Bad Cam Chain Tensioners as a Cause of Cam Failures
This is actually funny. How could the two be related? Not only that, but only the very early tensioners went bad prematurely, and then only by backing off their tension to the point that the very massive link plate cam chain made its presence known audibly. A very minor thing, really. The updated tensioners, which I was already installing as a dealer tech in 1983, simply had a slightly thicker shaft. You know how they worked, don't you? Think of a screen door closer. Remember that you could prop the screen door open temporarily by sliding a tiny plate down the full length of the closer's shaft? Then when you wanted the closer to work normally again, you slid the little plate all the way the other way. The V4 cam chain tensioner worked just like that. As the chain wore, a shaft slid through a plate that was cocked to grip the shaft. During installation or removal, the tech merely uncocked the plate to retract the shaft. The updated tensioner was exactly the same except it had a thicker shaft, I suppose to offer more surface area to the gripping plate.

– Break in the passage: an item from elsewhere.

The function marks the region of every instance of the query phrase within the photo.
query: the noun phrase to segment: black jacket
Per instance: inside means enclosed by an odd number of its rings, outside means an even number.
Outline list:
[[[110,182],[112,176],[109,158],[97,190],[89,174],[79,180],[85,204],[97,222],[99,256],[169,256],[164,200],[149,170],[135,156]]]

Final Solution The Special Valve Adjustment Tool
Let's cut to the chase. Honda themselves changed their mind about this tool, as Ryder dutifully mentions. The whole cam tool thing was corporate coverup, that is, a way to blame someone, and that someone was their dealers (which OEMs have a track record of doing, by the way. There were some abnormally loose cam bearings in 1982. Techs approached those unique few bikes with a totally different solution, hand-fitting sanded down bearings, and Honda later produced a special kit. I did this myself. There is no relation between loose cam bearings, which appeared on only a few hundred bikes at most, with cam failures that went on for the whole series of 1st gen 750s and 1100s. Related to this, I suspect Ryder borrowed some ideas from my website, which existed at least 7 years before his book did, when he speaks of this tool. The information is in a very obscure dealer bulletin (not even a bulletin but a mechanic's newsletter that no one reads) available only to authorized dealers. In any event, he seems to agree with me about the tool being bogus specifically because the bulletin that accompanied the tool's release specifiies a change to higher engine idles, on all models, something that an experienced technician would associate as I did with tighter than normal valve clearances.
Honda's Replacement of the Early Production Run 1982 Cams and Bearings
There never was a program for this. We (I was at the factory handing parts out, that was my job) learned of Japan's -330 (I think that's the right number, see my article) bearings and -990 cams and were suggesting their use to dealers and occasionally authorizing this under warranty auspices, but there was no program, and very very few wholesale replacements. And again, it was for only the first couple hundred 82 models, to bring them to the same spec as all the later ones were by then and would be later. In other words, normal 0.003" clearance instead of the 0.005-0.006" that was common on some very early units out of the chute. Please note that 0.003" is still quite loose for a cam, but every manufacturer before and since has worked to the same spec. The DOHC fours prior to the V4, the CBRs after. Cam bearing clearance has nothing to do with cam failure, only in some cases engine noise.
I realize this critique may sound harsh and self-serving, but ss good as Julian Ryder's book is, I doubt he was there when ths stuff happened, judging by these mistakes. A good read nonetheless, and a book well worth getting, from the historical perspective, excellent writing, and technical interest.